Yes, I know that might be a shock to the old system, Chris. To be wanted by someone who teaches for a living. But the thing is, you talk about education. True, there doesn't seem to be anyone in schools who actually likes what you say about it, but at least you talk about it. Nobody does that in FE any more. They stopped doing it in 1992. All our bosses will talk about these days (all they ever think about) is money.

And it doesn't stop with the bosses either. It goes right the way down the line. Just think about it: every college in the country full of people obsessed by one thing and one thing only. Money, money, money.
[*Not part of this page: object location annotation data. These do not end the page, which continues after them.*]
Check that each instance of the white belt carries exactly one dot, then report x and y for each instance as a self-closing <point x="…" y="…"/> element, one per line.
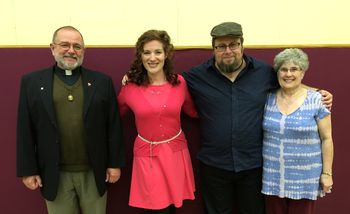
<point x="157" y="142"/>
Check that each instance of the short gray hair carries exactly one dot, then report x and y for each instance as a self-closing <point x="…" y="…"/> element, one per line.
<point x="294" y="55"/>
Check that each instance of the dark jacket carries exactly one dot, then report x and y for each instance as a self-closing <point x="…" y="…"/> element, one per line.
<point x="37" y="131"/>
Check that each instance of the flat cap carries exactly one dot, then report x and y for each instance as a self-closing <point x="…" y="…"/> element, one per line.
<point x="227" y="29"/>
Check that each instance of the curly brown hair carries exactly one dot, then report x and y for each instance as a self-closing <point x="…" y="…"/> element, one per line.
<point x="137" y="73"/>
Try talking about educational issues in any FE meeting and people look at you as if you're simple-minded. "How does that relate to the funding mechanisms?", they ask. Or, "How will that help us to maximise our income?". And then they smile and shuffle their papers and ever so gently steer the conversation back to proper topics such as growth targets, units of activity and average levels of funding.

So, Chris, believe it or not, we want you. There's a role for you in further education. A purpose. A mission. You might even be pleasantly surprised to find that there are some people here who'll listen to what you say. After all, your big thing is whole-class teaching. And there are still plenty of teachers in FE (if that's not a contradiction in terms) who'll say amen to that.

Now this will make you laugh, but do you know who in FE is still head over heels in love with group work? The inspectors. That's right, your lot. They just can't get enough of it. Believe me, you are in real trouble in this neck of the woods if an inspector catches you indulging in full-class teaching. And it's no good whining that you had them in groups last week; or that they'll be back in their threesomes chatting about last night's TV programmes in next week's class. It's now that matters to these people, and now is always the time for groupwork.

It's just the same if you're lucky enough to get away from the money talk and go on an INSET day or conference. You've hardly had time to take off your coat and say hello when you find yourself sitting round a flipchart being asked to share your ignorance with three other puzzled participants. Adding your nothing to their nothing is how I've heard it described. And even an old English teacher like yourself knows what four times nothing comes to.

So how about it, Chris? There must be a nice little number for you somewhere in FE. Nobody's going to ask you to do anything nasty to the workforce over here - we've got Roger Ward to do that for us already. And, to be honest, the only thing people will say about your wanting to sack 15 per cent of the workforce is why so few? In FE that's about as many as we're planning to keep.

It doesn't matter that you support Arsenal. Or that you used to get your kicks writing boring textbooks. It doesn't even matter that you buy your wigs from the same shop as Gillian Shephard. You talk about education.

And that, Chris, in further education, would make you a revolutionary.